R. H. Love Galleries, Chicago (as Farmhouse, Giverny in Snow).

Lot Essay:
The present work, Ferme de la Dîme, Giverny, 1909, depicts a historic structure in Giverny dating to the 13th century. Dimière barns, including the one in Giverny, were built to store the tithe (Dîme), a tax of one tenth of all cattle and crops intended for the Catholic church. The Dîmière barn served to protect these harvests from bad weather until they were redistributed to their beneficiary, the secular clergy of the Abbey of Saint-Ouen of Rouen. But with the fall of the Ancient Régime, during the French Revolution, the barn lost its secular utility and was transformed into a farm building. It now exists as a bespoke bed and breakfast.

The son of a prominent businessman, Columbus, Ohio born Theodore Earl Butler settled in Giverny, France in 1892, after attending the Art Students League of New York and the academies Julian and Colarossi in Paris. The artist was to become an integral part of a burgeoning American Impressionist artistic community, which included Theodore Robinson and Philip Leslie Hale, among others. Butler also befriended Claude Monet, and eventually married Monet’s stepdaughter Suzanne Hoschedé and, after her death, her sister, Marthe Hoschedé.

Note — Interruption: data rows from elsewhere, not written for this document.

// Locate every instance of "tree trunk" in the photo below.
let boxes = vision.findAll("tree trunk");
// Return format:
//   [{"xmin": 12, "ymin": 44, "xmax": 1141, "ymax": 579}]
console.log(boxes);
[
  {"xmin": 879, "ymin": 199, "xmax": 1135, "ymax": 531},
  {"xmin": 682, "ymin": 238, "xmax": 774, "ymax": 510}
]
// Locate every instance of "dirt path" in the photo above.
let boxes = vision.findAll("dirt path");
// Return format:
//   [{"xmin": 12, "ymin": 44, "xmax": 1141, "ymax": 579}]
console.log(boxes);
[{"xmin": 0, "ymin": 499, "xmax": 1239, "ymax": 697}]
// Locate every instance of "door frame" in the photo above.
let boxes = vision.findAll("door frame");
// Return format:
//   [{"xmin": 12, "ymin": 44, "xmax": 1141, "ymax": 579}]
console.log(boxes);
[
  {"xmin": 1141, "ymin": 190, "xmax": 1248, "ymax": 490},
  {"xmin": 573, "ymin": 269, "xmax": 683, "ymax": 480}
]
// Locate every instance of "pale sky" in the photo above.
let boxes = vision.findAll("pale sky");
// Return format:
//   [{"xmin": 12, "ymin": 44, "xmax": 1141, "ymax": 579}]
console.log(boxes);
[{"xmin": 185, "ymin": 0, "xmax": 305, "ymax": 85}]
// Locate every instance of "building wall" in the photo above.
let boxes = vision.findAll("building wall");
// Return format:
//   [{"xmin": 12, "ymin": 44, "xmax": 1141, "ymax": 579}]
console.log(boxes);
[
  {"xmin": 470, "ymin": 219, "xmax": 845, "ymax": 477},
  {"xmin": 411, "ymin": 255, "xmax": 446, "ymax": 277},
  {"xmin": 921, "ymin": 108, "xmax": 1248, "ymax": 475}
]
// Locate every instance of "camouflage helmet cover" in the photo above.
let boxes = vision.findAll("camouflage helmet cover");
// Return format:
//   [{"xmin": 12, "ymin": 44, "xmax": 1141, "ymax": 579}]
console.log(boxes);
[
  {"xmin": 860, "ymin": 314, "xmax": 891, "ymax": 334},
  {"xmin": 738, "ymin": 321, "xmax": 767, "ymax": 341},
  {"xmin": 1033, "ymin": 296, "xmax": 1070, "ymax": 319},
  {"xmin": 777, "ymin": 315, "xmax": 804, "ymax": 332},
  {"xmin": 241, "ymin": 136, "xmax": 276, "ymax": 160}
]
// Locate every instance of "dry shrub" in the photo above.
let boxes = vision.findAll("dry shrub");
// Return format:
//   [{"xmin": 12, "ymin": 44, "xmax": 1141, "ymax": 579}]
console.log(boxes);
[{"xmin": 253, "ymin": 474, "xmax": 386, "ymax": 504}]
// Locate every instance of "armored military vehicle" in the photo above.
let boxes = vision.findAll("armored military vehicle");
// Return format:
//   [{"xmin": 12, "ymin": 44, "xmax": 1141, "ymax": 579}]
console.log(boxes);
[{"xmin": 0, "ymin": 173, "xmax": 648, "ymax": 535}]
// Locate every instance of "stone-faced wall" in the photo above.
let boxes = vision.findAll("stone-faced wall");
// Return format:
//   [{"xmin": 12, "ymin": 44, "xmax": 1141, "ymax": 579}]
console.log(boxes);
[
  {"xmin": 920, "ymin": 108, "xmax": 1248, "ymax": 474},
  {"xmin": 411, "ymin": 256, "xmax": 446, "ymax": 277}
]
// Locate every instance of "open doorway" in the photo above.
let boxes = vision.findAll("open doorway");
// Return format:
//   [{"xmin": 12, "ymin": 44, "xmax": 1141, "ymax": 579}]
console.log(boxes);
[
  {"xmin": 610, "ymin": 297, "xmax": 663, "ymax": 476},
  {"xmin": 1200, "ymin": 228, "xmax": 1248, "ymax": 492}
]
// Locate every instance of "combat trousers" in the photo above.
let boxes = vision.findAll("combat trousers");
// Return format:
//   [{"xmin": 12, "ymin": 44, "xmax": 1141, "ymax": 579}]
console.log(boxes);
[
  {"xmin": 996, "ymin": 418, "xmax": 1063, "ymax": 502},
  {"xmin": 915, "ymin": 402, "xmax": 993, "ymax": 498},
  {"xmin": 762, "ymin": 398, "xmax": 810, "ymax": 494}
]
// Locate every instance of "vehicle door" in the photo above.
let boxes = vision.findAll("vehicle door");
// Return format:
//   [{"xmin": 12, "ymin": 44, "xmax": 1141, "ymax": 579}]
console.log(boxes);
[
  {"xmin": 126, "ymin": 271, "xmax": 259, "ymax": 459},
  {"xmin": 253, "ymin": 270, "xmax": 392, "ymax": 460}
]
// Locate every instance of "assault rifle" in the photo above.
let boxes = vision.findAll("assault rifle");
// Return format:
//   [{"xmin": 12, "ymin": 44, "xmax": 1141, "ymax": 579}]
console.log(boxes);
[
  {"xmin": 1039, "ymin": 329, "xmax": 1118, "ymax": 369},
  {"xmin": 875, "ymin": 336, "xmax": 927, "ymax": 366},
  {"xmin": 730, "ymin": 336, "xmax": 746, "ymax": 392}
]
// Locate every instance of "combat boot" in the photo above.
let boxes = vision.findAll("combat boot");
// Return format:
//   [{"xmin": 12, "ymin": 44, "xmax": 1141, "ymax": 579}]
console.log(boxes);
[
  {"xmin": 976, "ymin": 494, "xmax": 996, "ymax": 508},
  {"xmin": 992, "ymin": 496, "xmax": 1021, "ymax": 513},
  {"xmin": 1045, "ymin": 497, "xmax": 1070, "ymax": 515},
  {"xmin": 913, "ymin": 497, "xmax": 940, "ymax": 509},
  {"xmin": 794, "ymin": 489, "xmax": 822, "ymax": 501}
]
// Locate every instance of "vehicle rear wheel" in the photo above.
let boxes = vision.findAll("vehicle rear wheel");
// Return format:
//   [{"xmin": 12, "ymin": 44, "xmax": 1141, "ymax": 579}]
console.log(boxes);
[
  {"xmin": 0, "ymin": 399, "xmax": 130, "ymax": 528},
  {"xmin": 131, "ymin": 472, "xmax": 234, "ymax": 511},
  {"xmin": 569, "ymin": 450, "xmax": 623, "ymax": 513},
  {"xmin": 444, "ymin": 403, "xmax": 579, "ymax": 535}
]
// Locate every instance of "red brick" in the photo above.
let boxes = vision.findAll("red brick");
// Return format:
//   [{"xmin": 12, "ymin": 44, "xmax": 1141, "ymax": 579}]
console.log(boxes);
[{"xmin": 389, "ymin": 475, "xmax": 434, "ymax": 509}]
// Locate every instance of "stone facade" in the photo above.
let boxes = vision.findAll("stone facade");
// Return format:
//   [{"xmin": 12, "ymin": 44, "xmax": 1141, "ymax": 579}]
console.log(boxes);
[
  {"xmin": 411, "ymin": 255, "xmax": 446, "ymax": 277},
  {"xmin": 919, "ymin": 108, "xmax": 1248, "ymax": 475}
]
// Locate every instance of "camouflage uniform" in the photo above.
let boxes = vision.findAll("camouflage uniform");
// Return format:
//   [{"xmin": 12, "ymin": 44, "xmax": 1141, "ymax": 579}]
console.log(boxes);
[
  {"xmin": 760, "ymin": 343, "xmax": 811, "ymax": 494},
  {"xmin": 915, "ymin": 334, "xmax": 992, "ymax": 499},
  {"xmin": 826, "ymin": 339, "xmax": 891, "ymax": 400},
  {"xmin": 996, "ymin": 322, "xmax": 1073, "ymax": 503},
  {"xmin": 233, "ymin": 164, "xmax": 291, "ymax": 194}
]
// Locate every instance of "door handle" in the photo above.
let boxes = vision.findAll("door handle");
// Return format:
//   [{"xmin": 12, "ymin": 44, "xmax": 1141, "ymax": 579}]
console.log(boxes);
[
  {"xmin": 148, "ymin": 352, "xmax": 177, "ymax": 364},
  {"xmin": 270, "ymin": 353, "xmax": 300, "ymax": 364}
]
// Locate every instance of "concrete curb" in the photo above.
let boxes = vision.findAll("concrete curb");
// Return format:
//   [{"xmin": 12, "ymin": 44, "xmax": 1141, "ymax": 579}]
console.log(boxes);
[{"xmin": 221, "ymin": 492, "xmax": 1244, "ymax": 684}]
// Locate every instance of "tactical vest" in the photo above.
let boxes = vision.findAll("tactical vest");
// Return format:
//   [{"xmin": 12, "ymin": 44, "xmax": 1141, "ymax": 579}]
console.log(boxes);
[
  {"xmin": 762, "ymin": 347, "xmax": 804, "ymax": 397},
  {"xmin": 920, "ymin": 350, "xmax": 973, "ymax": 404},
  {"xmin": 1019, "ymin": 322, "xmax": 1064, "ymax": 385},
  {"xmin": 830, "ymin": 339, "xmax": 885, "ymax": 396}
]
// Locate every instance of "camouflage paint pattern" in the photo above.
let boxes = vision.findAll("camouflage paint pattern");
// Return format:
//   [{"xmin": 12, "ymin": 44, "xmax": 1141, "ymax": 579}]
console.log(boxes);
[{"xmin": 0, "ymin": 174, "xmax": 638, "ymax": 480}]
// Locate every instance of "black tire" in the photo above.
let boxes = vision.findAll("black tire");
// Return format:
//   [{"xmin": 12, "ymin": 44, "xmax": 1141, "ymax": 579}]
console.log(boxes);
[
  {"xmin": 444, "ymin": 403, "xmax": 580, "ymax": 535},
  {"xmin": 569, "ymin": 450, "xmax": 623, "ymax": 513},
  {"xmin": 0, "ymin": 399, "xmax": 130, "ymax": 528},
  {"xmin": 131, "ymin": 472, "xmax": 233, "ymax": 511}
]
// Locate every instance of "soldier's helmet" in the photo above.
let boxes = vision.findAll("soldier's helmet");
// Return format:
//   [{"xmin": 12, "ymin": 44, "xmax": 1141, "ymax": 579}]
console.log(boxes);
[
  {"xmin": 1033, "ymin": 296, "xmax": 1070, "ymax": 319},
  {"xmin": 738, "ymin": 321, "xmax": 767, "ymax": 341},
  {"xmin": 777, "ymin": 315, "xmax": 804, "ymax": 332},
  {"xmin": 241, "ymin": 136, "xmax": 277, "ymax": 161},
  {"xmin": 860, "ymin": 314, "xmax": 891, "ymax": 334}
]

At Giverny, Butler crafted his own style, combining Impressionist color and brushwork with Post-Impressionist abstracted, flattened forms and an emphasis on patterning. He used this technique to craft numerous variations of the landscape surrounding him. The artist was particularly fascinated with the changeability of the winter season, and found endless possibilities in its gray days, overcast skies, leafless trees, and snow-covered fields and roads. Ferme de la Dîme, Giverny exhibits the expressive, flat brushwork of Post-Impressionism, as seen in the brushy outlines of the trees and thick borders describing the farm’s shape, while simultaneously, the blue, purple, and gray tones scintillate across the surface and perfectly evoke the chill of a misty winter day.